Au mois de mars, ce sont les propos du professeur de l’Université d’Ottawa Amir Attaran qui avaient choqué les habitants de la Belle Province. Sur Twitter, celui-ci avait traité le Québec «d’Alabama du Nord» et avait qualifié le premier ministre François Legault de «suprémaciste blanc».

«En tant que Québécois, je suis toujours désolé quand des gens essayent de faire propager des déclarations-chocs pour irriter, pour avoir un peu de publicité. On va toujours être là pour défendre la liberté d’expression, mais je pense que ça va faire, le Québec "bashing"», avait réagi M. Trudeau lors d’une conférence de presse.

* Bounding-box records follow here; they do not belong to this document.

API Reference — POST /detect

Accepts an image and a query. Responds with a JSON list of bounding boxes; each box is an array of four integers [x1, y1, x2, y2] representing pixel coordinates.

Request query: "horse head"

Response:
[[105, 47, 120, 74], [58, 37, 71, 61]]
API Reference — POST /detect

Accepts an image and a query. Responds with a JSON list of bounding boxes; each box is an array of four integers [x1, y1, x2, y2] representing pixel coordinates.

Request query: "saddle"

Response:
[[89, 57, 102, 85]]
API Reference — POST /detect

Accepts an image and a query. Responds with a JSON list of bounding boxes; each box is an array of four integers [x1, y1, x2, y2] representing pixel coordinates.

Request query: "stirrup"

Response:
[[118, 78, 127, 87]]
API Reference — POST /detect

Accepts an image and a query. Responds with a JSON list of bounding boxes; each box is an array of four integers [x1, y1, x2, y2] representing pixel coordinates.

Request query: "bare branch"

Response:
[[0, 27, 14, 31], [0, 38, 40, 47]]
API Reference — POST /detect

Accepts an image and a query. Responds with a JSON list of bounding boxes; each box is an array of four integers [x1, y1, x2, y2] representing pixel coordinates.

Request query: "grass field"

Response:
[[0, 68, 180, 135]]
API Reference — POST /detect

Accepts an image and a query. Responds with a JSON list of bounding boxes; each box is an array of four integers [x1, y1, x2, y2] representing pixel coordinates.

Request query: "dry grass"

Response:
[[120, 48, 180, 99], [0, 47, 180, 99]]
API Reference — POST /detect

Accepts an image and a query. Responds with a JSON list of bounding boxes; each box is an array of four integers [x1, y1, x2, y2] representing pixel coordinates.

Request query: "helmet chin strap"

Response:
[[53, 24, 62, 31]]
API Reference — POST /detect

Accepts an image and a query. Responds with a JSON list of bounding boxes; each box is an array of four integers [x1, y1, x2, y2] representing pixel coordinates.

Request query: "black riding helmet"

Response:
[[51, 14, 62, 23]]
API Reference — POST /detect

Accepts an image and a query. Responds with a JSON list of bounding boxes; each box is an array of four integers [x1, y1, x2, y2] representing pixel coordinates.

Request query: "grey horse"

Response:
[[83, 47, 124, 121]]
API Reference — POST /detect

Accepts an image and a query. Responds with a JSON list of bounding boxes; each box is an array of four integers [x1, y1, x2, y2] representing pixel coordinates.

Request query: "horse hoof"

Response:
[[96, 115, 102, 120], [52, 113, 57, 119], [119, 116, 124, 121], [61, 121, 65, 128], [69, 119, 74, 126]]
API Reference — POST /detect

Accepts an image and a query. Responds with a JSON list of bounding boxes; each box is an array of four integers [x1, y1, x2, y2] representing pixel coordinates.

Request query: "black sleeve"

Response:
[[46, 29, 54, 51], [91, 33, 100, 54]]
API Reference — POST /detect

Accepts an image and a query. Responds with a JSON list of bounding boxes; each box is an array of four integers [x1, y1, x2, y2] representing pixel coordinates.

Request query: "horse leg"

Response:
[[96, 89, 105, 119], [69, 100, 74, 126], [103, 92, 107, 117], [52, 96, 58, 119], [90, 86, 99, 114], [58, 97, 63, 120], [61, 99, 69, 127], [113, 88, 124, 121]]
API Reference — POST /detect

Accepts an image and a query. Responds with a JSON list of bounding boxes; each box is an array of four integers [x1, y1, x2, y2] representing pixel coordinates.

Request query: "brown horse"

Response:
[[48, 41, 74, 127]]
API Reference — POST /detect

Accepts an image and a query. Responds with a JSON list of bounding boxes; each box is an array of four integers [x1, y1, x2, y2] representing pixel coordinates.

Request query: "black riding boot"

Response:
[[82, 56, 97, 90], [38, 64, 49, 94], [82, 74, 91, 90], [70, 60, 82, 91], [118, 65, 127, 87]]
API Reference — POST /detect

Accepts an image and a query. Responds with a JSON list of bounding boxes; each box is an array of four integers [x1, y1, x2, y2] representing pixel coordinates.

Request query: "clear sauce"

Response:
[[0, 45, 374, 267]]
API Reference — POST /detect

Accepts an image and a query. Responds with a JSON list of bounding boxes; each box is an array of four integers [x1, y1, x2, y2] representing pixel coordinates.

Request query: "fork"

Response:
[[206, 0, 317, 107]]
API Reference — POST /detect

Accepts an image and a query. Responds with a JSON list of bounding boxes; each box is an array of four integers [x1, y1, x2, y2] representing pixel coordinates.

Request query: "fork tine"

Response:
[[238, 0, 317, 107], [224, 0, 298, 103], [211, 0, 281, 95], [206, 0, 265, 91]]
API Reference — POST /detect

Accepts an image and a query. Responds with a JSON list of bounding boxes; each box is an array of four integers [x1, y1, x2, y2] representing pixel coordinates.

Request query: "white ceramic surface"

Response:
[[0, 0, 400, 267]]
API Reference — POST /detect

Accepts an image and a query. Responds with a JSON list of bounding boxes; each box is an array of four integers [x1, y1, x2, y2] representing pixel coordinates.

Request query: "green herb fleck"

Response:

Au sujet de la liberté d’expression, les Québécois sont ceux au pays qui sont les plus favorables à imposer certaines restrictions. Environ 70 % des répondants de la Belle Province ont dit être en accord avec le fait qu’il y a «des limites à la liberté d’expression et on ne doit pas tolérer les critiques excessives envers qui ce soit». Seulement 25 % ont affirmé que la liberté d’expression permet toutes les formes de critiques, envers quiconque.

En moyenne au pays, 59 % des gens sondés étaient favorable à l’établissement de limites pour la liberté d’expression tandis que 33 % estimaient que la liberté d’expression ne doit pas être entravée.

Ce sondage a été mené auprès de 1 523 Canadiens du 26 au 28 mars.